Father Cutie (his real name) has been relieved of all duties.  It seems that pictures have surfaced of the 30ish priest caressing a 30ish woman on a Miami beach.  Apparently the good Father is having second thoughts about the celibacy issue.

I am sure that this issues comes as a complete shock to the church which is used to dealing with priests and little boys.

A Night on the Town in Palo Alto.

As a part of an all expense paid trip to San Jose by a company based in that location, the six of us were taken out to dinner at a very expensive restaurant in Palo Alto. The pink stucco sided building had been an expensive residence at one time so it seemed only fitting that it became an expensive restaurant.

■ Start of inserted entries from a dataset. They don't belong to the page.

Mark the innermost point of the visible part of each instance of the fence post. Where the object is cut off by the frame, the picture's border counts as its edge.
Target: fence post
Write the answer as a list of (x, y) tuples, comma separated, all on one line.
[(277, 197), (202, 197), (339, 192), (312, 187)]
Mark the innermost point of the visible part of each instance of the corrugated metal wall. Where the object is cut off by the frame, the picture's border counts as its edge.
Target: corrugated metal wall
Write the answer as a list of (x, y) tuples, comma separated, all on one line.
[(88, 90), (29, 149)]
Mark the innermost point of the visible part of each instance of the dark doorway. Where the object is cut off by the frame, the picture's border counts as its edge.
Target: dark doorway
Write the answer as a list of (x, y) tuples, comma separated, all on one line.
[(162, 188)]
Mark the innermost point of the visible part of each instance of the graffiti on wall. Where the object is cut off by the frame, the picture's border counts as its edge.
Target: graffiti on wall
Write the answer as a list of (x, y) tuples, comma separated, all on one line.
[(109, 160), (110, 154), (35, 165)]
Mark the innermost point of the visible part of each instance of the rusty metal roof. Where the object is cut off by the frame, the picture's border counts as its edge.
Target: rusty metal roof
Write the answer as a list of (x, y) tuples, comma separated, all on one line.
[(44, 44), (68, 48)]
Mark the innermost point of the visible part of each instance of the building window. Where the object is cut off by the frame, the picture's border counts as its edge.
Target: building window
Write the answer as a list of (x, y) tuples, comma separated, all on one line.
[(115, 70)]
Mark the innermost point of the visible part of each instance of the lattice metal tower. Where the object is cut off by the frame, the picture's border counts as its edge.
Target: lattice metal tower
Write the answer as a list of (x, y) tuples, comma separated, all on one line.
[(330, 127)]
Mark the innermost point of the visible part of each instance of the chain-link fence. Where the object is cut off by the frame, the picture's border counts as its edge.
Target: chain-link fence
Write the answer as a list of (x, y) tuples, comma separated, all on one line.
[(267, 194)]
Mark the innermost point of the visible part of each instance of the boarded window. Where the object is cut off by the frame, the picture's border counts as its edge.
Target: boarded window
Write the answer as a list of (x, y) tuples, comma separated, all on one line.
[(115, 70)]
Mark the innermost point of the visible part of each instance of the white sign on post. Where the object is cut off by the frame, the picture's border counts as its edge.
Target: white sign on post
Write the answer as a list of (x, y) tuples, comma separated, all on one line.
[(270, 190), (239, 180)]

Since our vendor told us that money was no object, we started out the evening by drinking very expensive scotch. Then, we sat down to an assortment of appetizers, most of which were raw. This was followed by the main course. And along with the meal were many bottles of expensive wine. The whole event last about three hours and we all came away stuffed.

The bill for that meal was in the thousands, but the vendor didn’t flinch at the tab. But, then again, she picked out the place so she knew what she was in for.

Shortly after that, she left the company.

An Honest Man.

A few years ago, a technology company gave six of us an all expense paid trip to San Jose for a three day visit of their corporate headquarters. The company was big on internet products but had developed a telephone application for their equipment. And, of course, they wanted us to buy it.

Well, needless to say, we had three days of propaganda. We spoke with the VP of sales, the VP marketing, the VP of operations etc. and they all expounded on the glorious virtues of their product.

We, on the other hand were skeptical. While they were strong on the data side of their product, they were weak in understanding the expectations of the telephony industry as a whole.

Finally, on the last day of our visit, the director of telecommunications made a presentation. And, at the end of his presentation he said “it’s nice but it’s not ready for prime time”.

Being the skeptics that we were, that last remark sealed our decision. We, opted not to buy their product.

I am sure the man lost his job.

Two Pigs, Four Goats and Six Chickens.

A few years ago, a young man from Africa took a romantic interest in my youngest daughter. He was a nice Christian man who was fluent in 4 languages. Unfortunately, English wasn’t one of them.

And, in keeping with the customs of his country, he offered me two pigs, four goats and six chickens for my daughters hand. My daughter was still in high school at the time and had no interest in the man so I didn’t respond to the offer. Plus, the fact that the man was in the country illegally led me to believe that he had other motives.

Besides, I lived in town. What was I going to do with all of that livestock?

The UFO!

The other day I was driving down main street in Lowell when I saw a UFO.  It passed right in front of my car and landed on the sidewalk.  Turns out it was a blue wading pool from the variety store.  They had a bunch of them outside on display.  It was a windy day.  Enough said.

Poking the Bunny.

I was in a meeting the other day when one of our vendors made the comment that she didn’t want to be “poking the bunny”. The phrase struck me as rather unusual and I wasn’t quite sure where she was coming from. And, apparently, I was not alone as everyone else in the room was rather perplexed.

Now, I am told that if you go to a Playboy Club (do they still exist?) you are not allowed to poke, pinch or pat the bunnies. So, the phrase left me some what confused. She went on to explain that as a girl, she was told not to poke the bunny (rabbit) in the cage as that would make it angry. And, since she was bring up a topic that has already been discussed, she didn’t want to annoy everyone with further discussion. Thus her comment on poking the bunny.

We all found it to be quite humorous.